Well, I've tried many different things in the constraints, and I've
never really been happy with it.  Maybe I didn't consider something,
but the results were often so strange that I think the schematic
"flow" has a lot of bugs.  It could also be some sort of strange
async thing between the clocked logic and the unsync'd 8051 signals
(but I tried to sync all of them up right at the inputs).

Anyway, the main constraint I used was the period on the clock.  In
the end I believe I also used two other constrains on the inputs and
outputs of the chip relative to the clock.

All over the design are TNM= attirbutes that assign register to various
timing groups.  There are all unused.  I originally had a bunch of
constraints for things like control registers to data registers, etc.
This produced very erratic results.  Version 3.1i added the "offset"
timing constraint relative to the clock.  So there's only three
constratins... the speed of the clock, the time we are willing to
accept from the clock to when the outputs change, and the time before
the clock that inputs must be stable.  At least that's roughly how
I remember it.

Many times I would fiddle for hours with the constrains and ultimately
get a lot of unreliable compiles, and then just switch off timing
constrains altogether and get a quick compile that ran pretty good.
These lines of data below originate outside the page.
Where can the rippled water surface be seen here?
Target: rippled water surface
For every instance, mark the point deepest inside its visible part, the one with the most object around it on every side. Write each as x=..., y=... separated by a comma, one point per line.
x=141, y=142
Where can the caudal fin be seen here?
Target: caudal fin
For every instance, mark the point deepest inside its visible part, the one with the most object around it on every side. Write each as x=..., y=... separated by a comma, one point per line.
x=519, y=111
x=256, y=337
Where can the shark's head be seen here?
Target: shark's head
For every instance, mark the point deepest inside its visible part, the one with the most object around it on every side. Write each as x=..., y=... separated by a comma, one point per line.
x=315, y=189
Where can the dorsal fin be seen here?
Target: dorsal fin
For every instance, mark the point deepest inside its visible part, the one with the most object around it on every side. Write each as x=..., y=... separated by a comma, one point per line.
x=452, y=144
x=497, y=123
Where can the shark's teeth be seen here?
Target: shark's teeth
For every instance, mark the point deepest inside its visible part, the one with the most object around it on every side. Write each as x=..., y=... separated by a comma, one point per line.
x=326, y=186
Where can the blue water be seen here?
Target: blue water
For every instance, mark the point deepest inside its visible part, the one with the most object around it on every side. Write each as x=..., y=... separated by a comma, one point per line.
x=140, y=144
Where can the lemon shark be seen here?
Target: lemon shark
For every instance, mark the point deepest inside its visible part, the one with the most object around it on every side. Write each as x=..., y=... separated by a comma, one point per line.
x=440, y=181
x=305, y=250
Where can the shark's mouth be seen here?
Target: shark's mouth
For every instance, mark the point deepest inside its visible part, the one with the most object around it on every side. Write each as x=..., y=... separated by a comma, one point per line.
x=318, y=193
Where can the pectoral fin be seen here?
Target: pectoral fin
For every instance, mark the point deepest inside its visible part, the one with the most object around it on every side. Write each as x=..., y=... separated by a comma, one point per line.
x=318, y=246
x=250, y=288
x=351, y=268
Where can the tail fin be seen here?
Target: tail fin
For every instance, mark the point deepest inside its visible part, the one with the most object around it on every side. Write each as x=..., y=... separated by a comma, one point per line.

When I revisit the FPGA, the next major thing I want to try (other than
learning the simulator and setting up some good simulations), is the
floorplanner and more relative location specs.  The automatic placement
makes a giant mess and why it places things the way it does is a total
mystery.  There's a reason for the floorplanner.

IDE and DRAM address pins

9th December 2002
>It took me a while to fight my way through the dram/ide address selection
>logic - it was much clearer once I checked the schematic to determine where
>the various ide signals were connected (must have suited the PCB since it
>makes the fpga look a little weird).

Yep, I did the board layout first, so it could fit into 2 layers.  I also
routed the whole board in 15 mil traces with 10 mil clearance, so it would
be possible to etch with a hobby etching kit.  In hindsight, that was a
lot of extra routing work that I probably wouldn't bother to repeat.  But
it did put a lot of limits on which pins could route where.  The address
and data connections to the flash rom are also all scrambled to make the
signals route (and the monitor has constants to adjust for them).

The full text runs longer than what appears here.